A l’heure du sommet du G20 à Hambourg, tandis que la police et les manifestants s’affrontent parfois violemment, le rapport de force qui s’exprime dans les rues a son équivalent sur les réseaux. Si les manifestations anticapitalistes sont fréquentes lors de telles réunions, leur mode opératoire a beaucoup évolué au regard des premières, dans les années 1990.

Les nombreux groupes et organisations qui ont convergé à Hambourg communiquent et se coordonnent en ligne, via des mots-dièse (#NOG20, #BlockG20, #YesWeCamp), en diffusant les mouvements des forces de l’ordre ou en filmant en direct sur l’application Periscope.

« On a atteint notre premier objectif : le président de la Commission européenne, Juncker, et le président, Tusk, ont été retardés à cause de #BLOCKG20. »

Les comptes créés spécifiquement à l’occasion du G20, souvent liés aux mouvements anarchistes et antifascistes, prennent le pas sur les acteurs habituels de ces rassemblements. Des ONG altermondialistes comme Attac, moins présentes sur les réseaux sociaux, sont bien aux « happenings » prévus pour faire la « une » des journaux, à l’image de ce millier de personnes grimées en zombies d’argile, mais vite oubliés des activistes.

Et pour cause, Judith Amler, militante chez Attac Allemagne, considère que le vrai combat a lieu dans la rue. Dans la matinée du vendredi 7 juillet, la manifestante de 33 ans est sur le pont de Schwanenwik, elle nous répond au téléphone en attendant que les policiers laissent passer la foule :

« Oui, les réseaux sociaux permettent de montrer aux gens que la police nous vole la manifestation, comme maintenant. Mais j’ai du mal avec ceux qui militent uniquement sur Internet et ne bougent pas de chez eux. »

#BlockG20, la viralité comme mode opératoire

C’est loin d’être la vision de Laura Kröger, 21 ans, membre des Jeunes contre le G20, qui coordonne au même moment un cortège de collégiens, lycéens et étudiants anti-G20. Selon l’étudiante en sociologie à l’université de Hambourg, les réseaux sont indispensables pour diffuser leur message.

« Ça permet de communiquer avec le monde entier mais aussi d’organiser des trucs cool qu’on aurait eu du mal à mettre en place sans. »

Pour se tenir au courant, elle se rend surtout sur le fil Twitter du Block G20, l’un des collectifs les plus actifs, dont la méthode consiste à former plusieurs groupes vêtus de couleurs éclatantes répartis dans différentes zones de la ville et se dirigeant vers la « zone rouge », où se trouvent les délégations.
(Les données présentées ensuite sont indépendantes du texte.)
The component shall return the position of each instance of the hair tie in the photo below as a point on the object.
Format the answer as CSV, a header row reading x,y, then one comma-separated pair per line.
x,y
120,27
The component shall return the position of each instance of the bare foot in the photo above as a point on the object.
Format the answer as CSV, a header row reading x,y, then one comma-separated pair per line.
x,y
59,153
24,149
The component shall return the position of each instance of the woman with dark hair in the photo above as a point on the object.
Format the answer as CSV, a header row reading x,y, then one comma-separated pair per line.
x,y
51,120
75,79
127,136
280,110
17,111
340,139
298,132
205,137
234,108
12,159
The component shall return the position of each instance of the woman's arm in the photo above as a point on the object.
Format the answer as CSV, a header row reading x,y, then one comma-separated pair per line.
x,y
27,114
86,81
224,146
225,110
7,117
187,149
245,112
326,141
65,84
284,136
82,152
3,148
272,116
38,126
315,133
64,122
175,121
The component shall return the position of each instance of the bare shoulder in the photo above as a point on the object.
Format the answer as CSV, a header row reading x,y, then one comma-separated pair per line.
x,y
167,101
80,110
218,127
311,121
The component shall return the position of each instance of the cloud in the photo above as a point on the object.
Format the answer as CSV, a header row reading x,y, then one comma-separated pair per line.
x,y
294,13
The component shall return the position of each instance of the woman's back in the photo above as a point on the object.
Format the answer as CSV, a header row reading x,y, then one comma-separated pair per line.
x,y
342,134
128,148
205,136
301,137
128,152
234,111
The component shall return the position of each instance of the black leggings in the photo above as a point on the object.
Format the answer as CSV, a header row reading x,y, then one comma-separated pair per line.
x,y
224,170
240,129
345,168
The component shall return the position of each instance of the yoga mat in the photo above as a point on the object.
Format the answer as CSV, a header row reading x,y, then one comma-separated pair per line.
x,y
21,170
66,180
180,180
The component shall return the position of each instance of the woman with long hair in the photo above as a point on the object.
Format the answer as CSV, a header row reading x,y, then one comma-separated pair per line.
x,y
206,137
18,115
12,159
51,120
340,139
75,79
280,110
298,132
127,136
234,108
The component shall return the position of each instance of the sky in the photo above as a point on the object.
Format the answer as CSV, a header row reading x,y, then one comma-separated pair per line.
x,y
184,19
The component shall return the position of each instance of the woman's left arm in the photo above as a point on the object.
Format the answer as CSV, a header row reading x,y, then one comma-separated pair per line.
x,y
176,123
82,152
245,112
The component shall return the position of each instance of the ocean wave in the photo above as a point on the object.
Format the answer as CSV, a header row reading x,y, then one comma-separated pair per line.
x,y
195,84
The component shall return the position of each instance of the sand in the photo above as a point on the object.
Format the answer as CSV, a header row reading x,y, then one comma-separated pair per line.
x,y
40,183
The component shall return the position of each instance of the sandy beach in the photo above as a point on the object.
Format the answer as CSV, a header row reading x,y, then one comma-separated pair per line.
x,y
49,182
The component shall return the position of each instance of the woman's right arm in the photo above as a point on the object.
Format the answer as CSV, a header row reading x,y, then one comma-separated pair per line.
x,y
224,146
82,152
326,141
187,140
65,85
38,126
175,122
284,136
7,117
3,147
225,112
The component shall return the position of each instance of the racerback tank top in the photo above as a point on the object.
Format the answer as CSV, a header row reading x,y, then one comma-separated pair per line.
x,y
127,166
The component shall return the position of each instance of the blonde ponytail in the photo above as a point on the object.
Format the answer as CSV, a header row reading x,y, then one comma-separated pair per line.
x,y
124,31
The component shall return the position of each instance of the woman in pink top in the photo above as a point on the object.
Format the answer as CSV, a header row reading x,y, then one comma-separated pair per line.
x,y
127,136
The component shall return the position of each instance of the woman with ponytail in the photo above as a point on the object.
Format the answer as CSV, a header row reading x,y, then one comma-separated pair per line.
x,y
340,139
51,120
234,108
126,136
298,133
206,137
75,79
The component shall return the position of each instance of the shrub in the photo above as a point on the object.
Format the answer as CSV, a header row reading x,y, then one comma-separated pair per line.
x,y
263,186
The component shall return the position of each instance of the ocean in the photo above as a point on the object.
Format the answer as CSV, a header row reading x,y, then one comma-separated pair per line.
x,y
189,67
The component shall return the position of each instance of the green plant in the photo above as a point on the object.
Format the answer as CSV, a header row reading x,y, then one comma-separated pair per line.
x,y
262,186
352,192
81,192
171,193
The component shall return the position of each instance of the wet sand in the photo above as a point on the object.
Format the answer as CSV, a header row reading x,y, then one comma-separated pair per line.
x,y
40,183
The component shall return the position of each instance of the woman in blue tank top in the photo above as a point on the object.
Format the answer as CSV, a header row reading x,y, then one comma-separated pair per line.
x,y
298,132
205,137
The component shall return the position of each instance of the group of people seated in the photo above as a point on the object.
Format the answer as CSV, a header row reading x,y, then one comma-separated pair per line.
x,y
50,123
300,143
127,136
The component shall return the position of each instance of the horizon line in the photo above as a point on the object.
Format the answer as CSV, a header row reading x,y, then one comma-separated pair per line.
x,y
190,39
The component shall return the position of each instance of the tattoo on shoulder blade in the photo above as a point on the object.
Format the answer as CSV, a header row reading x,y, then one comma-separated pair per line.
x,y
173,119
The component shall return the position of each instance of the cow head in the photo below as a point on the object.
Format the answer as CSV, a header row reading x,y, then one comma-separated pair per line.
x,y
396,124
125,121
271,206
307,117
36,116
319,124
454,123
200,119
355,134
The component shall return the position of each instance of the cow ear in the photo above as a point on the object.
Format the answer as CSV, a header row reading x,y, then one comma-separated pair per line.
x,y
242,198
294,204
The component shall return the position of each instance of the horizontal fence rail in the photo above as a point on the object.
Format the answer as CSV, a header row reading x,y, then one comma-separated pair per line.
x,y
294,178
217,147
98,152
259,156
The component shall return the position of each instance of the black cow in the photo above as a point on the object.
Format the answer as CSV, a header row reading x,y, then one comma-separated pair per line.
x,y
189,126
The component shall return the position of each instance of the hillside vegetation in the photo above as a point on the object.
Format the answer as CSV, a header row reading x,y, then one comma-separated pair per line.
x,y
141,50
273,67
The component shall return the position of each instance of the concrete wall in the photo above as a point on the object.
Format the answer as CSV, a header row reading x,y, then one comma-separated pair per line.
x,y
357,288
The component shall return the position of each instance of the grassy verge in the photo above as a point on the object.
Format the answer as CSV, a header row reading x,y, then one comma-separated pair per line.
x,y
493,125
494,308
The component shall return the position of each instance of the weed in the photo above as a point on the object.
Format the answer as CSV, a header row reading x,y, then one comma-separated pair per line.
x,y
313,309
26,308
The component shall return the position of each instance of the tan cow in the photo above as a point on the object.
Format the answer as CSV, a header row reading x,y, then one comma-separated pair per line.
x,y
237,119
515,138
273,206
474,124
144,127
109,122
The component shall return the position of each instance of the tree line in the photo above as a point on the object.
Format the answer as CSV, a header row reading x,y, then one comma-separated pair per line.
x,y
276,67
« Doigts bleus et rouges réunis, contournant la zone rouge ! »

Autre illustration du sens de l’organisation dont font preuve les militants en ligne, le site g20hambourg.org fournit une carte de la ville, régulièrement mise à jour, qui indique, entre autres, où sont situés les postes de contrôle connus de la police et les centres de premiers soins installés par les militants.

Le site g20-protest.de propose une plateforme de couchsurfing où sont répertoriés plus de 200 Hambourgeois prêts à accueillir des Allemands ou des internationaux chez eux le temps du week-end. Et Sonderzug-nog20.org organise une vente solidaire de billets de train pour que mille étrangers sans le sous puissent venir à Hambourg gratuitement.

« Comment bloquer le G20 ? Que faut-il amener ? […] Tips and Tricks. »

Les anti-G20 ne sont pas les seuls présents sur le terrain numérique. La police de Hambourg – dont les effectifs ont été renforcés à hauteur de 20 000 agents à l’occasion du sommet – se sert également abondamment de Twitter pour communiquer.

Entre les messages précisant le nombre de blessés dans ses rangs et ceux appelant les manifestants à « se distancier des auteurs de violences », la patrouille connectée cumule les retweets, et donc la visibilité, en postant des photos de graffitis « Kill cops » et de dalles délogées.